Major tech companies like Google, Meta and OpenAI have spent a large part of this year releasing what they call new foundation models. The world seems to be in a race to be the go to model to build new models and products. Despite all of the hype (or perhaps because of it), foundation models as a concept are still poorly defined.
I think it's important that we come up with some simple criteria that a model needs to meet to be considered 'foundational'. As a developer, these are going to be developer centric and have a strong bias towards open source. Here's what I'm thinking:
- Foundation models are pre-trained
- Foundation models are general in nature
- Foundation models are open source
Foundation models are pre-trained
There are hundreds of new papers each week showing off new model architectures. Chances are that some of them are great but reproducibility in AI is still a big problem. If you want to call your model foundational it needs to be pre-trained and ship as a ready to run model.
That doesn't mean it needs to smash all benchmarks without fine-tuning but just proposing a model architecture is not providing a full foundation.
Foundation models are general in nature
Foundation models are, in most cases, there to be a useful starting point for a number of applications. In many cases that will require fine tuning, or in some simple cases prompt wrangling.
ChatGPT and Midjourney are great because of their breadth. The applications and models built on top of them will likely be more specific and tuned to a single use case.

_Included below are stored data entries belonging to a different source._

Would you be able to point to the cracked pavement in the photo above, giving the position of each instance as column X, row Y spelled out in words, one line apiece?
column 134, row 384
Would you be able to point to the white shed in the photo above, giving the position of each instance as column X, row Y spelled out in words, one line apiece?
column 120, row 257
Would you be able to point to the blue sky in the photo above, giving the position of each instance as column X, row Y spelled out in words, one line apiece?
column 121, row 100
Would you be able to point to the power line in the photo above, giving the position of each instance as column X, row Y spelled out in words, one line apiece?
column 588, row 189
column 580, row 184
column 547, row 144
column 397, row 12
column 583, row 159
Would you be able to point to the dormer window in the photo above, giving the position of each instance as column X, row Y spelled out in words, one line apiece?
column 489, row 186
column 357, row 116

This, to me, is the ideal scenario.
Foundation models are open source
Probably the most contentious of the three here. If you have an API as the only interface to your model, it's not a foundation model. It might still be a wonderful model (ChatGPT as an example) but it's not a foundation.
Open source here means open code, available weights and ideally access to the original training data. I'd settle for the first two in a pinch but ideally it hits all three.

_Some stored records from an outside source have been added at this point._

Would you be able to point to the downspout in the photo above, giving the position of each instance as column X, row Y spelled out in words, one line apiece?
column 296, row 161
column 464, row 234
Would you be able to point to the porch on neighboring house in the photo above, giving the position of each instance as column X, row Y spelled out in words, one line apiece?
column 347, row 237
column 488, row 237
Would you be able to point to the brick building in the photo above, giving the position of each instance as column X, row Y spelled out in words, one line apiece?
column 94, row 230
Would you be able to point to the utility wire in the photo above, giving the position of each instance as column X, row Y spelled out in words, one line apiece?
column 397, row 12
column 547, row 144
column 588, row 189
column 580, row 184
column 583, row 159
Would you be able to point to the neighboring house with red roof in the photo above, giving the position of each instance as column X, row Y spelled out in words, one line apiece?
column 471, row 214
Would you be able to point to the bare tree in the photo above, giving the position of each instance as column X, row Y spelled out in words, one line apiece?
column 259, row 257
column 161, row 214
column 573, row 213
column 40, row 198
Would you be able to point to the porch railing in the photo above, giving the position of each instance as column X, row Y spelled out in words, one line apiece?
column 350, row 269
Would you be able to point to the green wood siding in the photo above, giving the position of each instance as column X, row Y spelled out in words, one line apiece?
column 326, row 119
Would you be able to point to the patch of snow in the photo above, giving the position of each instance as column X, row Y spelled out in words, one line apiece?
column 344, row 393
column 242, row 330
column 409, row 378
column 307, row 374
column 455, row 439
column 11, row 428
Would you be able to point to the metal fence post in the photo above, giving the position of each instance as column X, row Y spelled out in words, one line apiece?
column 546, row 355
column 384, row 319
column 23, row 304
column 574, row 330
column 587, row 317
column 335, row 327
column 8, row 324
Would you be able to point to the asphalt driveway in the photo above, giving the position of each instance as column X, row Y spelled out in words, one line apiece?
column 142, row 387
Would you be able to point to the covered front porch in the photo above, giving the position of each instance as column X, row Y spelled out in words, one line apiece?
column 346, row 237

If we look at Stable Diffusion it hits at least the first two. Knowing if you can access all the training data is harder to verify but a good portion of that is open as well.
Once stable diffusion was released there was a flurry of activity on top of it. People built GUIs, tweaked the setup and fine tuned it to develop many new models. Similar activity happened when OpenAI released Whisper.
That kind of rapid creation and collaboration is what makes a model foundational.
ChatGPT and GPT4 on the other hand are API access only (at least at the time of writing). There will likely be many great products built on top of those APIs but they're not foundation models while they are locked away.
Similarly, Stable Diffusion is available as an API. That doesn't stop it being considered a foundation model. I am all for wrapping these models in managed services but the foundation of AI should be open.